Contact person: Paolo Ferragina (paolo.ferragina@unipi.it )
Internal Partners:
- UNIPI, Paolo Ferragina, paolo.ferragina@unipi.it
- ISTI-CNR, Giulio Rossetti, giulio.rossetti@isti.cnr.it
External Partners:
- Scuola Normale Superiore
The micro-project aims at designing a Recommender System able to foster pluralistic viewpoints in news pieces suggestions. The first step consists of quantifying the political bias of a news article. While such an issue has been widely investigated in the USA domain, as far as we know, no work has been performed in the European domain. In this scenario, we have already built a dataset with more than 8 million European news articles labeled by their political leaning, popularity, and distribution area. Since a publicly available dataset of such size and richness of annotations does not exist in the EU media landscape, we think that it could have an enormous potential value for subsequent academic studies. Additionally, we are currently leveraging AI-based techniques for NLP to define a topic modeling algorithm and a multilingual classifier able to identify the main topics and the political leaning of each article.
Results Summary
The tangible objective of this micro-project was to develop two datasets for European News with a political leaning labelling. This was needed to tackle the next step of the project, which was the one of building a bias-minimizing recommender system for European news.

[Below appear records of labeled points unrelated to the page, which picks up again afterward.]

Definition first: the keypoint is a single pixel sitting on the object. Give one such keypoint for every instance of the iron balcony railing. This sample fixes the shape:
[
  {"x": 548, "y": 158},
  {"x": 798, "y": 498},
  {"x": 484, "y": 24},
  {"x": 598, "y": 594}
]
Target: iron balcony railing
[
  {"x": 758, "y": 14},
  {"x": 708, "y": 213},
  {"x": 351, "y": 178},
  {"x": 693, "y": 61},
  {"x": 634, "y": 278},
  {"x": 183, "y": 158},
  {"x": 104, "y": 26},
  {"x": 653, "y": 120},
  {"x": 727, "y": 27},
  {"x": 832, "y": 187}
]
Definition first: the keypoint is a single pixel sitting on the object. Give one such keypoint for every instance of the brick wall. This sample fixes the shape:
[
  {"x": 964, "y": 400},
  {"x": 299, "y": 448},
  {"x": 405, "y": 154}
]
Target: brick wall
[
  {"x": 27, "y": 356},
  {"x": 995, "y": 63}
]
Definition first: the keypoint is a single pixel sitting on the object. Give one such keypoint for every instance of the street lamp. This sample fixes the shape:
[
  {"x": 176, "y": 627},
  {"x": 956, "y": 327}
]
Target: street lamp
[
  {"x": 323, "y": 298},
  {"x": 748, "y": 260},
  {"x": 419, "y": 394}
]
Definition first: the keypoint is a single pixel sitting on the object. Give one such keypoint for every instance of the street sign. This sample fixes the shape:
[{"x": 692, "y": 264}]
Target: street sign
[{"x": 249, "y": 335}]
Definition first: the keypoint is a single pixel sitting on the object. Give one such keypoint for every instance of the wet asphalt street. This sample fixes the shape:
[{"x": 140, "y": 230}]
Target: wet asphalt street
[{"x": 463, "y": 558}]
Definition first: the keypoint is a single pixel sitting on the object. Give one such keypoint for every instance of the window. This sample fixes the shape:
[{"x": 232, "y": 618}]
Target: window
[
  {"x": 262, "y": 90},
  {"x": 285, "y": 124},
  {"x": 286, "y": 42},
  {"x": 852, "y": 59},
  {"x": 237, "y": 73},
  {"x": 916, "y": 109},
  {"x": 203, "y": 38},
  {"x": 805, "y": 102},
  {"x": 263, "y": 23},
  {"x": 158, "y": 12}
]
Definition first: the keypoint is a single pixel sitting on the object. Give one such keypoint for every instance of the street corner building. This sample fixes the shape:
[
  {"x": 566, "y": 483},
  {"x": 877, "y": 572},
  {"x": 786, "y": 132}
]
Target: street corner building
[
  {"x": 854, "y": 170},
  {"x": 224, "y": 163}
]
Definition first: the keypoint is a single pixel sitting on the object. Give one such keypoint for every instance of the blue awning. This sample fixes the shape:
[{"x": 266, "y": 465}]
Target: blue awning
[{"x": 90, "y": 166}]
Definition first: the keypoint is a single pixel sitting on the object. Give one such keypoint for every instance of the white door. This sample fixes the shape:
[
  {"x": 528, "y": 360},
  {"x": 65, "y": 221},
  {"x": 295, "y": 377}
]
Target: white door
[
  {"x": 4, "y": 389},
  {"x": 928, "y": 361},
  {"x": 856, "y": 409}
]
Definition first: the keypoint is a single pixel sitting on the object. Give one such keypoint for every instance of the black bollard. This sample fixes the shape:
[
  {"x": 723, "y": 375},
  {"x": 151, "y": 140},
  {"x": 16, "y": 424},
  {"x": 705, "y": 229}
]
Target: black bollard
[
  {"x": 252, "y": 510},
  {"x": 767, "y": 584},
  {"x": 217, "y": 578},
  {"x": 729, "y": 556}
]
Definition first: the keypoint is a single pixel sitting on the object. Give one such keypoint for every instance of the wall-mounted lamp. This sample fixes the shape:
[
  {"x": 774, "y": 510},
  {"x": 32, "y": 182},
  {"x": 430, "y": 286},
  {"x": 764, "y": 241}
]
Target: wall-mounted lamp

The first dataset comprehends millions of European news, and it has been enriched with metadata coming from Eurotopics.net. Each entry in the dataset contains the maintext, title, publishment date, language, news source together with news source metadata. This metadata comprehends political leaning of the news source and its country.
We then built an article bias classifier, in the attempt of predicting the political label of single articles using the labels obtained through distant supervision. We then applied explainableAI to our classifier, and concluded that the classifier is effectively predicting the news source, rather than the political leaning.
In order to try and overcome this issue, we built a second dataset, which has the same features of the first one described above, but with the addition of topics, chosen between 7 macro-topics.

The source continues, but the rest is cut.